Alan Clawley wades through the gloom and doom of budget cuts and asks why Sir Albert Bore is predicting the end of local government as we know it.
Why can’t councillors apply common sense principles when setting the Council Budget, following in the footsteps of Dickens’s Mr Micawber and Margaret Thatcher whose straightforward philosophy was to ‘live within one’s means’?
The answer is that for many years local authorities were not expected to be run like a profit-making business or a household living on a fixed income. They have got used to deciding what ‘essential’ services they would like to provide (as set out in its annual budget) and then going to the government to ask for the money. I believe it is known as Deficit Funding. This must be why the Budget denotes items of ‘Expenditure’ as positive and items of ‘Income’ (in accountant’s brackets) as negative, the opposite of how we normal people think about these things.
There is no doubt that this system has encouraged the expansion of local government as an entity, some would say ‘empire’, as well as providing or paying for many essential front-line services on which people have come to rely. So why should this system be under such pressure from Central Government that Sir Albert Bore is predicting the end of local government as we know it?
Why does central Government want to reduce the amount of money it gives to local authorities? Their spokesperson Eric Pickles – the government minister responsible for local governments – denies that his aim is to decimate essential front line services. He claims that his target is over-staffed back-room management and highly-paid non-jobs. His weapon is the system of Deficit Funding that has encouraged councils to believe that central government would never allow them to go bankrupt. This system has encouraged a game of bluff between local and central government, one not necessarily along party lines.

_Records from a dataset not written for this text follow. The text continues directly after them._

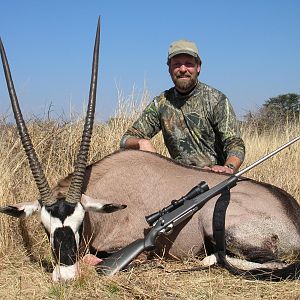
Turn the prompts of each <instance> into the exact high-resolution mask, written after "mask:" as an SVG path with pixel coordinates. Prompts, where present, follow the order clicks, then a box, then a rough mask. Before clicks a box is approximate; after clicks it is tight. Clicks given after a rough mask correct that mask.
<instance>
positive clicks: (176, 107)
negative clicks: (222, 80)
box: [120, 40, 245, 174]
mask: <svg viewBox="0 0 300 300" xmlns="http://www.w3.org/2000/svg"><path fill="white" fill-rule="evenodd" d="M201 63H202V62H201V59H200V57H199V52H198V48H197V46H196V45H195V43H193V42H191V41H186V40H179V41H175V42H173V43H172V44H171V45H170V47H169V51H168V61H167V64H168V66H169V73H170V75H171V78H172V81H173V83H174V85H175V86H174V87H173V88H171V89H169V90H167V91H164V92H163V93H162V94H160V95H159V96H157V97H155V98H154V99H153V101H152V102H151V103H150V104H149V105H148V106H147V107H146V108H145V110H144V111H143V113H142V114H141V116H140V117H139V118H138V120H137V121H136V122H135V123H134V124H133V125H132V127H131V128H129V129H128V130H127V131H126V132H125V134H124V135H123V137H122V139H121V141H120V147H121V148H123V149H124V148H125V149H139V150H144V151H151V152H156V150H155V148H154V147H153V145H152V143H151V142H150V139H151V138H152V137H153V136H154V135H155V134H157V133H158V132H159V131H160V130H162V133H163V138H164V142H165V145H166V147H167V148H168V151H169V153H170V155H171V157H172V158H173V159H174V160H177V161H179V162H181V163H183V164H186V165H193V166H198V167H201V168H205V169H210V170H212V171H214V172H220V173H229V174H233V173H234V172H236V171H237V170H238V169H239V167H240V165H241V164H242V162H243V160H244V156H245V145H244V142H243V140H242V139H241V137H240V134H239V128H238V121H237V119H236V116H235V113H234V111H233V108H232V106H231V104H230V103H229V100H228V99H227V98H226V96H225V95H224V94H223V93H221V92H220V91H218V90H216V89H214V88H212V87H210V86H208V85H206V84H204V83H202V82H200V81H198V75H199V74H200V69H201Z"/></svg>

But councils are not in a strong position to fight their corner. Only 25% of Birmingham’s income comes from local sources, with Council tax payers contributing 10%. 69% of the council’s income is from government grants of various kinds. So central government has the whip hand in their relationship.

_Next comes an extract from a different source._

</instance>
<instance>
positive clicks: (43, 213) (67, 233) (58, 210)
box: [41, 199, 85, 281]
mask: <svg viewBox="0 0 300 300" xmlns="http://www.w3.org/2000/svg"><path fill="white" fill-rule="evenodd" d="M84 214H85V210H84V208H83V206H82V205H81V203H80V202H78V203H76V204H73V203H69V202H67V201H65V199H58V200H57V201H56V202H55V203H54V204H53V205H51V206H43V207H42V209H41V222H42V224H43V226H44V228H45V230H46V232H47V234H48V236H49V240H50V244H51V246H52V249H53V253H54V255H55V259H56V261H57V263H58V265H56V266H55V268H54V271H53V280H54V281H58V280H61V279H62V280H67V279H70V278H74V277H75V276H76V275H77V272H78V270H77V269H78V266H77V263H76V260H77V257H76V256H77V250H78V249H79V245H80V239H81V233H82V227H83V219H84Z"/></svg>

Some say that the attack on local government is ideological or party political. Conservatives are said not to like local government at all whilst Labour and the left remain emotionally attached to it. The government says it wants to devolve power to communities in the Big Society, perhaps by-passing local government in the process, and handing out service contracts to its friends in the private and charitable sector.
So setting a council budget is not as simple as ‘living within ones means’. To some extent the council can borrow to pay for what it wants, charge for some services, draw from its cash reserves, and raise Council Tax – the least attractive option. But under the current Deficit Funding regime the amounts raised locally are marginal.
We are left with two questions; does the council spend money on ‘non-essentials’ and should it have to balance its books like businesses and households are expected to do?
The first question can be dealt with initially as a management issue and secondly as a political one. The first involves efficiency measures of all kinds to reduce overhead costs; Councillor Bore now believes that as much as possible has already been done, although Eric Pickles is not convinced. Council buildings are notoriously energy–inefficient still. It is hard for an outsider to know for sure, hence the folk myth of council bureaucracy overstaffing and inefficiency. The second involves a trimming of middle management, again based on a public perception that front-line staff are worked to the bone whilst head office staff spend time devising high level strategies or deciding which of their frontline staff should be cut.
The second question is largely ideological. Those against the idea of running a council exactly like a business believe in the not-for-profit service ethic that has its roots in the post-war Welfare State settlement. Perhaps they have a rather nostalgic view of a world that hardly now exists. Even the Municipal Socialists of Chamberlain’s Birmingham made ‘profit’ providing gas and electricity but any profits were returned to the city. That concept of municipal trading is still alive today in the ICC, NIA and NEC although they have never contributed enough profit to enable the council to cut the rates or become less dependent on central government.
Birmingham’s Net Budget Requirement for 2012/13 is £979,738,000. To reduce that to zero would indeed require drastic cuts. That is not what Eric Pickles is demanding. He and his government are determined to reduce the deficit, but they avoid saying what an acceptable deficit will be. We thus come back to the cat-and mouse game played between central and local government. It seems that as long as the deficit is going down, central government will be happy. What local government fear is that there will be no point at which central government is content with the level of deficit it has to fund and will therefore go on pressing until it reaches zero – the ‘thin-end-of-the wedge argument. Hence Sir Albert’s gloomy announcement that he is staring into the pit of doom.